USEMO Problem Development, Behind the Scenes

Power Overwhelming 2021-08-10

In this post I’m hoping to say a bit about the process that’s used for the problem selection of the recent USEMO: how one goes from a pool of problem proposals to a six-problem test. (How to write problems is an entirely different story, and deserves its own post.) I choose USEMO for concreteness here, but I imagine a similar procedure could be used for many other contests.

I hope this might be of interest to students preparing for contests to see a bit of the behind-the-scenes, and maybe helpful for other organizers of olympiads.

The overview of the entire timeline is:

1. Submission period for authors (5-10 weeks)
2. Creating the packet
3. Reviewing period where volunteers try out the proposed problems (6-12 weeks)
4. Editing and deciding on a draft of the test
5. Test-solving of the draft of the test (3-5 weeks)
6. Finalizing and wrap-up

Now I’ll talk about these in more detail.

Pinging for problems

The USA has the rare privilege of having an extremely dedicated and enthusiastic base of volunteers, who is going to make the contest happen rain or shine. When I send out an email asking for problem proposals, I never really worry I won’t get enough people. You might have to adjust the recipe below if you have fewer hands on deck.

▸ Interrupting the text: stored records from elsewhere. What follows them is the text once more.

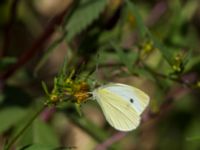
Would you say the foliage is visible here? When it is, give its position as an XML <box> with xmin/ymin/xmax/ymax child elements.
<box><xmin>0</xmin><ymin>0</ymin><xmax>200</xmax><ymax>150</ymax></box>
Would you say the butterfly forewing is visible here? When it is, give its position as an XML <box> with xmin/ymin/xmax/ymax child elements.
<box><xmin>95</xmin><ymin>88</ymin><xmax>140</xmax><ymax>131</ymax></box>
<box><xmin>102</xmin><ymin>83</ymin><xmax>149</xmax><ymax>115</ymax></box>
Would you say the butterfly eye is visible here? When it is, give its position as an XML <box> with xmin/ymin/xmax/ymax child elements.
<box><xmin>130</xmin><ymin>98</ymin><xmax>134</xmax><ymax>103</ymax></box>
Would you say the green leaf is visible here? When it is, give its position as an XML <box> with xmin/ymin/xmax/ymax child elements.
<box><xmin>126</xmin><ymin>0</ymin><xmax>173</xmax><ymax>66</ymax></box>
<box><xmin>66</xmin><ymin>0</ymin><xmax>107</xmax><ymax>41</ymax></box>
<box><xmin>126</xmin><ymin>0</ymin><xmax>148</xmax><ymax>38</ymax></box>
<box><xmin>0</xmin><ymin>106</ymin><xmax>26</xmax><ymax>133</ymax></box>
<box><xmin>33</xmin><ymin>119</ymin><xmax>59</xmax><ymax>146</ymax></box>
<box><xmin>18</xmin><ymin>119</ymin><xmax>59</xmax><ymax>148</ymax></box>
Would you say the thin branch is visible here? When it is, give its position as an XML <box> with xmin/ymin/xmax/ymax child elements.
<box><xmin>0</xmin><ymin>0</ymin><xmax>20</xmax><ymax>57</ymax></box>
<box><xmin>5</xmin><ymin>105</ymin><xmax>46</xmax><ymax>150</ymax></box>
<box><xmin>96</xmin><ymin>132</ymin><xmax>127</xmax><ymax>150</ymax></box>
<box><xmin>1</xmin><ymin>1</ymin><xmax>79</xmax><ymax>80</ymax></box>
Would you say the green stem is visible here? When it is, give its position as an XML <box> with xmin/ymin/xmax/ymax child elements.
<box><xmin>5</xmin><ymin>105</ymin><xmax>46</xmax><ymax>150</ymax></box>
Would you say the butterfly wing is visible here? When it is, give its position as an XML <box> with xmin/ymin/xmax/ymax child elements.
<box><xmin>100</xmin><ymin>83</ymin><xmax>150</xmax><ymax>115</ymax></box>
<box><xmin>96</xmin><ymin>89</ymin><xmax>140</xmax><ymax>131</ymax></box>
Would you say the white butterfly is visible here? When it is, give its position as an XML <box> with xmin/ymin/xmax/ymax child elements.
<box><xmin>92</xmin><ymin>83</ymin><xmax>150</xmax><ymax>131</ymax></box>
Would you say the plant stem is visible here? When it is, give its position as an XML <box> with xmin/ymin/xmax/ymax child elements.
<box><xmin>5</xmin><ymin>105</ymin><xmax>46</xmax><ymax>150</ymax></box>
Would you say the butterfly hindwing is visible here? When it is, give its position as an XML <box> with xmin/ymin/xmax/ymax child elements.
<box><xmin>96</xmin><ymin>89</ymin><xmax>140</xmax><ymax>131</ymax></box>
<box><xmin>93</xmin><ymin>83</ymin><xmax>149</xmax><ymax>131</ymax></box>
<box><xmin>103</xmin><ymin>83</ymin><xmax>149</xmax><ymax>115</ymax></box>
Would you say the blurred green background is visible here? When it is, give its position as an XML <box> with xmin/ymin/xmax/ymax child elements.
<box><xmin>0</xmin><ymin>0</ymin><xmax>200</xmax><ymax>150</ymax></box>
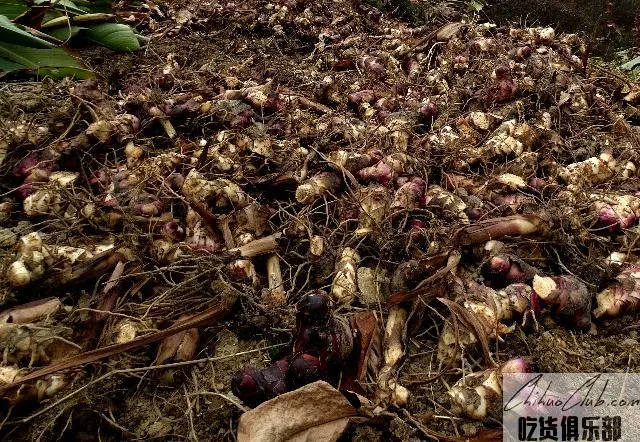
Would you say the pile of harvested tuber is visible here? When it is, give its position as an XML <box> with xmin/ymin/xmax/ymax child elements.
<box><xmin>0</xmin><ymin>0</ymin><xmax>640</xmax><ymax>441</ymax></box>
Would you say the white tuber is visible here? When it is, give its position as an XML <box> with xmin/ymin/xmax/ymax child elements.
<box><xmin>331</xmin><ymin>247</ymin><xmax>360</xmax><ymax>304</ymax></box>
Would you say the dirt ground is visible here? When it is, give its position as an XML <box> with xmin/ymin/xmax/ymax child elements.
<box><xmin>0</xmin><ymin>1</ymin><xmax>640</xmax><ymax>441</ymax></box>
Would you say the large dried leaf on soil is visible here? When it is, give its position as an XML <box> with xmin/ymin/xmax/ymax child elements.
<box><xmin>238</xmin><ymin>381</ymin><xmax>357</xmax><ymax>442</ymax></box>
<box><xmin>84</xmin><ymin>23</ymin><xmax>140</xmax><ymax>51</ymax></box>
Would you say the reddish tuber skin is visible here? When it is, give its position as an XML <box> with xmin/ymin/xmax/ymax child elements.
<box><xmin>231</xmin><ymin>359</ymin><xmax>289</xmax><ymax>407</ymax></box>
<box><xmin>485</xmin><ymin>254</ymin><xmax>534</xmax><ymax>286</ymax></box>
<box><xmin>293</xmin><ymin>290</ymin><xmax>353</xmax><ymax>369</ymax></box>
<box><xmin>287</xmin><ymin>353</ymin><xmax>323</xmax><ymax>390</ymax></box>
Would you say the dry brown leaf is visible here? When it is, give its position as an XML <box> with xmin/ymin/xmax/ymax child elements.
<box><xmin>238</xmin><ymin>381</ymin><xmax>357</xmax><ymax>442</ymax></box>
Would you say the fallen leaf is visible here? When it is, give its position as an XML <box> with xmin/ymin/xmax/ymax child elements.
<box><xmin>238</xmin><ymin>381</ymin><xmax>357</xmax><ymax>442</ymax></box>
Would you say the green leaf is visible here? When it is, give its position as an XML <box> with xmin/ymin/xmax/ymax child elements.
<box><xmin>0</xmin><ymin>15</ymin><xmax>55</xmax><ymax>48</ymax></box>
<box><xmin>0</xmin><ymin>43</ymin><xmax>93</xmax><ymax>78</ymax></box>
<box><xmin>51</xmin><ymin>0</ymin><xmax>89</xmax><ymax>15</ymax></box>
<box><xmin>620</xmin><ymin>57</ymin><xmax>640</xmax><ymax>71</ymax></box>
<box><xmin>83</xmin><ymin>23</ymin><xmax>140</xmax><ymax>51</ymax></box>
<box><xmin>46</xmin><ymin>26</ymin><xmax>86</xmax><ymax>41</ymax></box>
<box><xmin>467</xmin><ymin>0</ymin><xmax>484</xmax><ymax>12</ymax></box>
<box><xmin>74</xmin><ymin>0</ymin><xmax>113</xmax><ymax>12</ymax></box>
<box><xmin>0</xmin><ymin>57</ymin><xmax>24</xmax><ymax>77</ymax></box>
<box><xmin>0</xmin><ymin>0</ymin><xmax>29</xmax><ymax>20</ymax></box>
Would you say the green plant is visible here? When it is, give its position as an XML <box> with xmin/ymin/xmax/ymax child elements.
<box><xmin>0</xmin><ymin>0</ymin><xmax>143</xmax><ymax>78</ymax></box>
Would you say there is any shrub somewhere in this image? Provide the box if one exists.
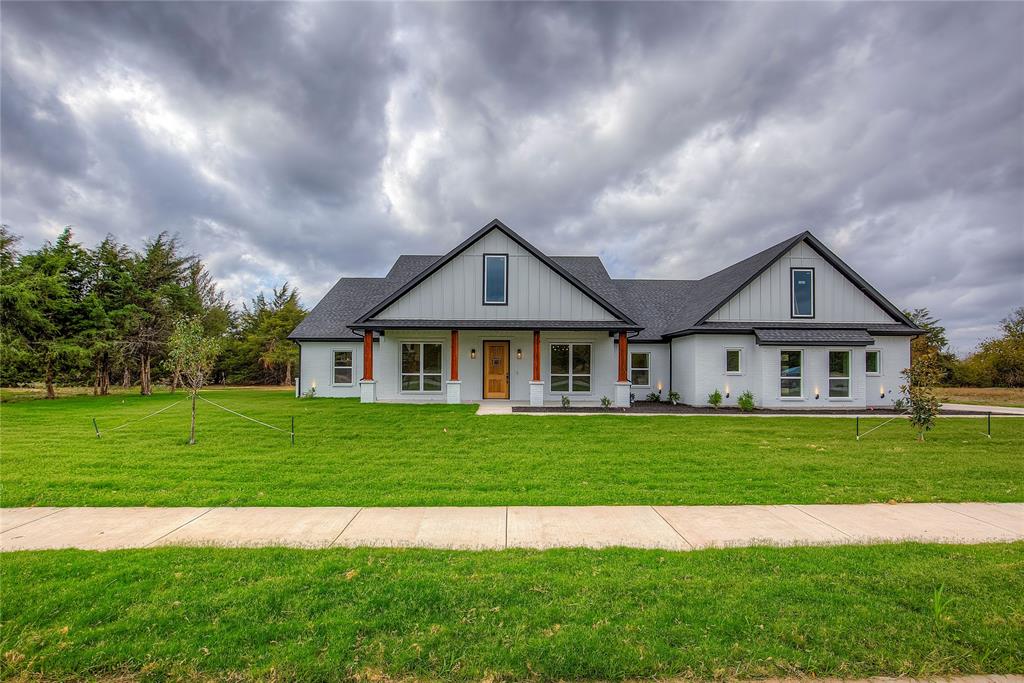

When you’re deciding who to invite, you have to think about a trade-off between problem security versus openness. The USEMO is not a high-stakes competition, so it accepts problems from basically anyone. On the other hand, if you are setting problems for your country’s IMO team selection test, you probably don’t want to take problems from the general public.

Submission of the problem is pretty straightforward, ask to have problems emailed as TeX, with a full solution. You should also ask for any information you care about to be included: the list of authors of the problem, any other collaborators who have seen or tried the problem, and a very very rough estimate of how hard the difficulty is. (You shouldn’t trust the estimate too much, but I’ll explain in a moment why this is helpful.)

Ideally I try to allocate 5-10 weeks between when I open submissions for problems and when the submission period ends.

It’s at this time you might as well see who is going to be interested in being a test-solver or reviewer as well — more on that later.

Creating the packet

Once the submission period ends, you want to then collate the problems into a packet that you can send to your reviewers. The reviewers will then rate the problems on difficulty and suitability.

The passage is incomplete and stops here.